Puentes siguen en peligro

| Jueves 31 julio, 2008



Puentes siguen en peligro


Hace poco menos de un año, en setiembre pasado, decía LA REPUBLICA en este espacio que, según un estudio donado por Japón, la mayoría de los puentes del país requerían acciones inmediatas para evitar peligros por falta de mantenimiento y porque se encontraban al final de su vida útil.
Un año después la situación sigue igual, con el agravante de que ahora el estudio de costos deberá hacerse nuevamente porque se calcula que el valor estimado de $11 millones puede haber aumentado en unos $4 millones.
El riesgo es un hecho pues los puentes fueron diseñados para una vida útil que ya llegó a su fin y esto siempre y cuando recibieran durante esos años (50) el adecuado mantenimiento.

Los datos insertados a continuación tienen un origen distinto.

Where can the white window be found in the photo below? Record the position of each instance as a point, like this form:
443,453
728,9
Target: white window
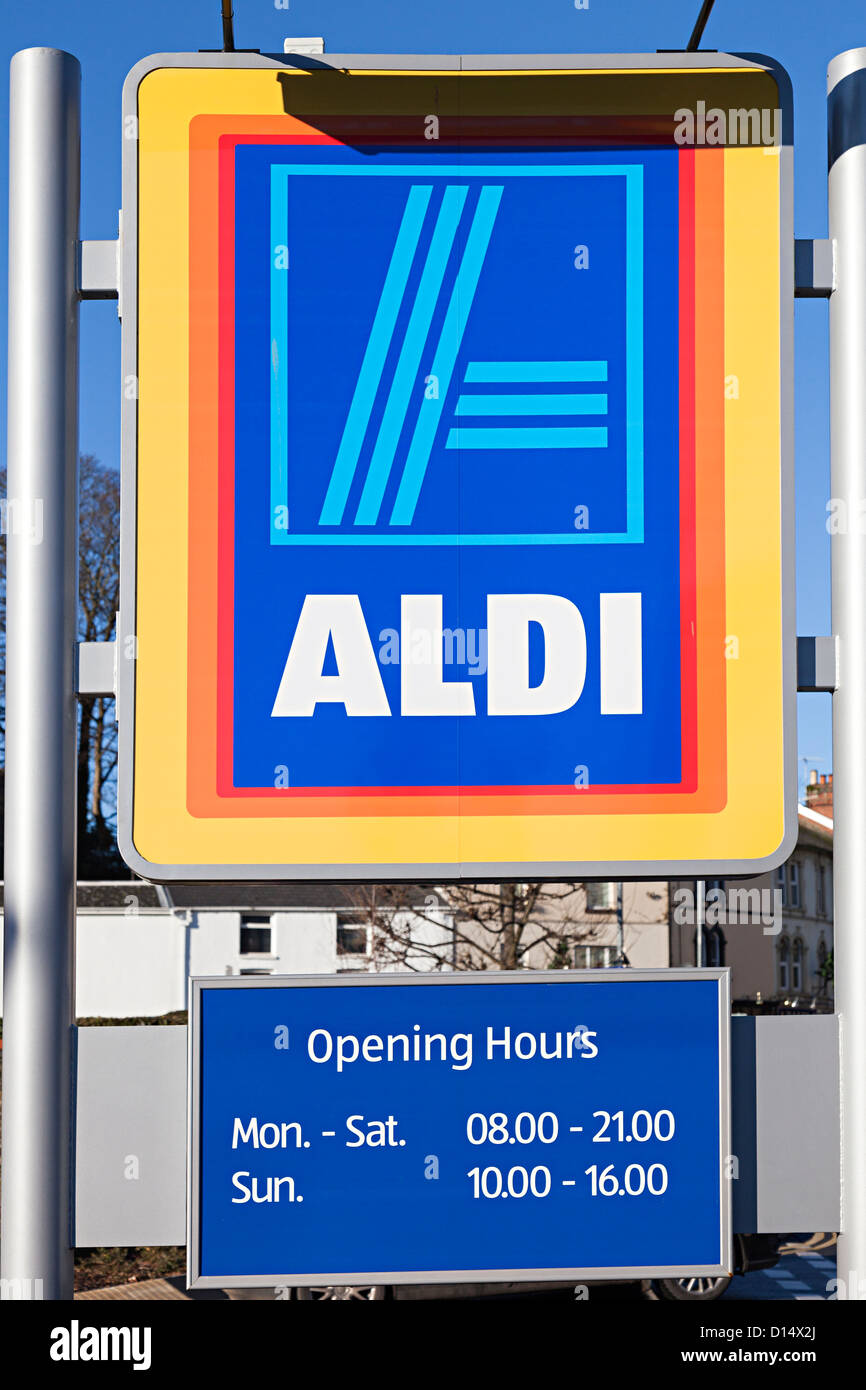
797,966
784,961
352,933
256,936
594,958
822,890
601,897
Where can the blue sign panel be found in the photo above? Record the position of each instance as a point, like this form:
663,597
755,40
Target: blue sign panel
414,1129
441,391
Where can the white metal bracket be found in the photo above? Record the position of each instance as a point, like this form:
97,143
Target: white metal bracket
813,268
99,270
305,47
96,669
816,663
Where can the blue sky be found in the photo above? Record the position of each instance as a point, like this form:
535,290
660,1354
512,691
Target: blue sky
109,36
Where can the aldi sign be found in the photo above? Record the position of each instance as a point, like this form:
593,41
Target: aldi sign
456,455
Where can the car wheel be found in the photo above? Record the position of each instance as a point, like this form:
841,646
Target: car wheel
342,1293
691,1287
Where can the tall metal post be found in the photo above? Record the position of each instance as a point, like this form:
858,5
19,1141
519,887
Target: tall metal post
847,128
699,918
41,710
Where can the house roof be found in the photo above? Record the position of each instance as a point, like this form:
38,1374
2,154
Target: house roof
815,820
232,897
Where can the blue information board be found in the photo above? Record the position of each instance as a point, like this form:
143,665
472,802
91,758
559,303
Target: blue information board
423,1129
476,424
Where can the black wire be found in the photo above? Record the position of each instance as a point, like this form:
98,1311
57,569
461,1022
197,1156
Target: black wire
228,27
699,27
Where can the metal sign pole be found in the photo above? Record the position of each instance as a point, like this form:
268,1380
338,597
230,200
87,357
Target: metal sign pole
41,710
847,127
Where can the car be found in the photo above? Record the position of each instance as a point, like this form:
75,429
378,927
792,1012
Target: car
749,1253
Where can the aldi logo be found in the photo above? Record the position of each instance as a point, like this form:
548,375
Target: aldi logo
445,517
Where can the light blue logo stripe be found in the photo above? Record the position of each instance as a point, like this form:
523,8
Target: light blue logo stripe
551,405
280,338
409,362
515,437
546,371
446,352
374,356
634,360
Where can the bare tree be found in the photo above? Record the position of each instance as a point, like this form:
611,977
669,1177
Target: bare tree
476,926
97,605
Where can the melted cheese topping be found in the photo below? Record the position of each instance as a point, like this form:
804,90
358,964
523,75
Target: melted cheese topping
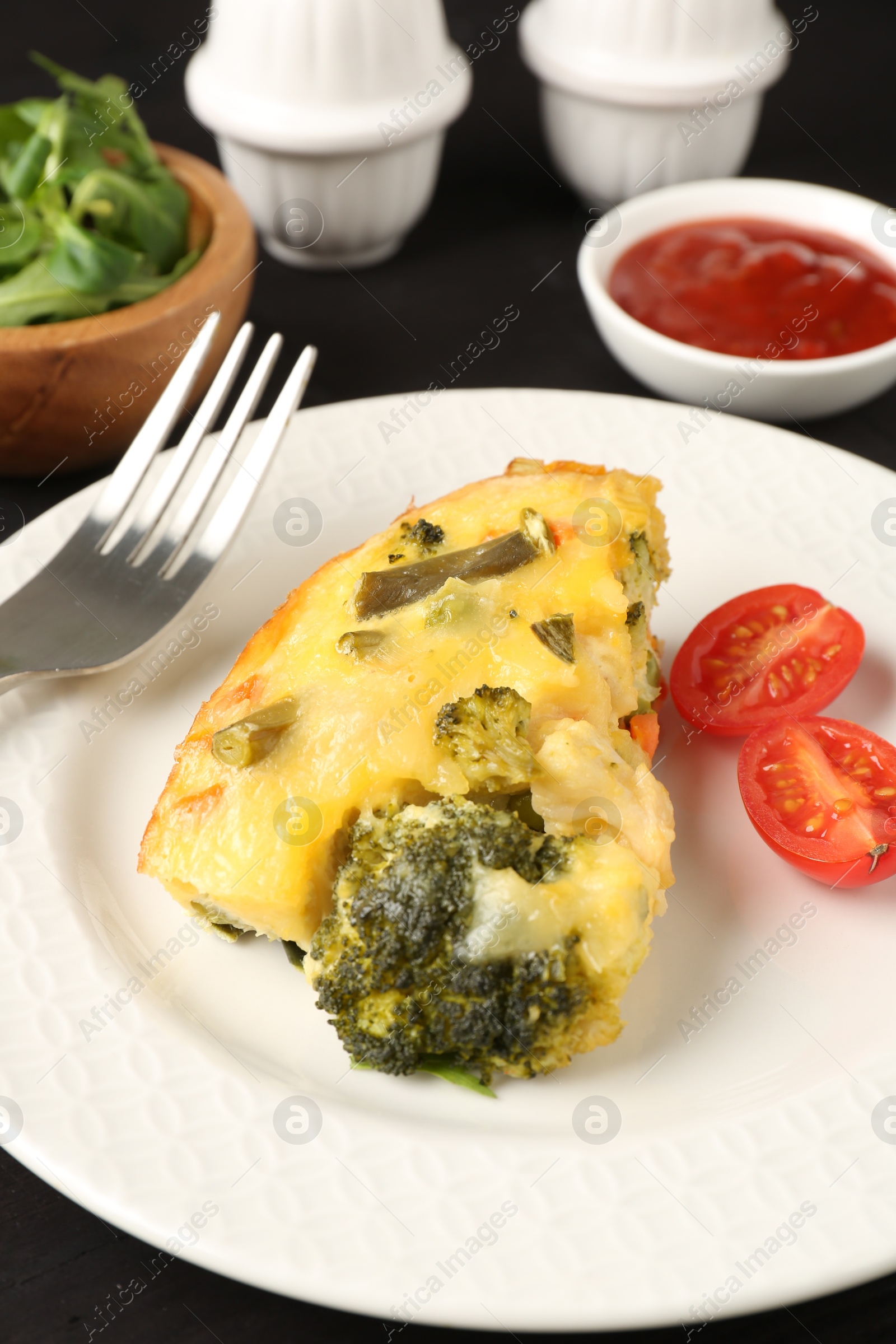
365,729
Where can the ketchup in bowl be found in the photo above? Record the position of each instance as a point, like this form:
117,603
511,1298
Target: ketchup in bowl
758,288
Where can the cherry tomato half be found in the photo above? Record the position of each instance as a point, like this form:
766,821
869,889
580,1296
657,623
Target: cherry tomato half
774,654
823,795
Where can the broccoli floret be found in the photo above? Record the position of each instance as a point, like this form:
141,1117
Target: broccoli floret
393,963
486,733
640,577
425,535
644,659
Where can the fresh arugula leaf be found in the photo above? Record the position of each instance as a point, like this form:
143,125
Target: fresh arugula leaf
150,217
88,263
27,169
442,1067
14,132
95,220
104,104
21,237
30,111
35,296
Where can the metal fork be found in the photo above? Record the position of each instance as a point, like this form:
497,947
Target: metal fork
95,606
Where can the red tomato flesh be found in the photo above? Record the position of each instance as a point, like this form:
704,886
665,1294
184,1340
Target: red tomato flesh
645,730
759,290
774,654
823,795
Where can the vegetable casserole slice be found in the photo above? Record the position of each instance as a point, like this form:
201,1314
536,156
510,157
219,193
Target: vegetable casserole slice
429,774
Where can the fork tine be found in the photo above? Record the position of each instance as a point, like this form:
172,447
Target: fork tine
152,436
231,510
183,525
202,424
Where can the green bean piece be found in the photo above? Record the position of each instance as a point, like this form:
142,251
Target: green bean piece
253,738
558,635
385,590
361,644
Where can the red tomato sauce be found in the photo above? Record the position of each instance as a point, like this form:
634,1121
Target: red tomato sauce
759,290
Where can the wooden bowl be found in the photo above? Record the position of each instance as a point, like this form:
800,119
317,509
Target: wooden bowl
74,394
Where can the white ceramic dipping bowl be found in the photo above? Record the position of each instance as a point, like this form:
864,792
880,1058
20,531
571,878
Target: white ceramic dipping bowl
769,389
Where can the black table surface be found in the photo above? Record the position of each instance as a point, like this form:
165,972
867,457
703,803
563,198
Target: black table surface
499,223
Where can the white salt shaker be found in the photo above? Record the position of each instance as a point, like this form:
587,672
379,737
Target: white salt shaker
644,93
329,118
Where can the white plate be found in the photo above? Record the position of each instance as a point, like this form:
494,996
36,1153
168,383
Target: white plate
170,1107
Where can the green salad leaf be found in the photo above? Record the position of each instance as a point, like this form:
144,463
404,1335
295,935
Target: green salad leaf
90,220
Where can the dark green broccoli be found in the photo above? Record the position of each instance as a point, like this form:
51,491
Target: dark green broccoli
558,635
486,733
394,962
425,535
644,659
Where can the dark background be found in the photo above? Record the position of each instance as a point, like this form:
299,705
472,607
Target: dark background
497,225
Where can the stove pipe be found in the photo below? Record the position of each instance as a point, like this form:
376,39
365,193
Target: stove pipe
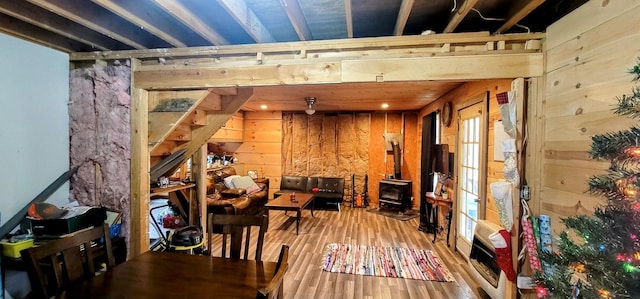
396,159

Algo que no se dio.
Por otra parte, los puentes se diseñaron para las estimaciones de tránsito de la década de 1950, inferior al actual, además del deterioro sufrido por inclemencias del tiempo e incluso terremotos.
Actualmente el Ministerio de Obras Públicas y Transportes justifica el atraso en el hecho de que deberá encomendar un nuevo estudio de costos para realizar la contratación de los trabajos de mantenimiento o reforzamiento.
Habrá que ver con qué rapidez se efectúa este nuevo cálculo, a fin de que puedan ejecutarse con el dinero planificado para ese fin en el presupuesto del presente año, porque el deterioro de los puentes continúa mientras tanto y no entiende de retrasos burocráticos.
Preocupante, sin duda, es también la situación manifestada por el estudio realizado por la Agencia de Cooperación Internacional de Japón que hace más de un año señaló la falta de personal y de capacitación de los ingenieros que trabajan en las tareas de conservación de los puentes del país.
Cabe preguntarse ¿durante este valioso tiempo perdido, se habrá al menos capacitado a dicho personal?
Los costarricenses esperan las respuestas a estas interrogantes y serias preocupaciones.
La realidad es que entre atrasos y nuevos trámites burocráticos todo sigue igual y pareciera que solo cabe rogar porque no ocurra un accidente.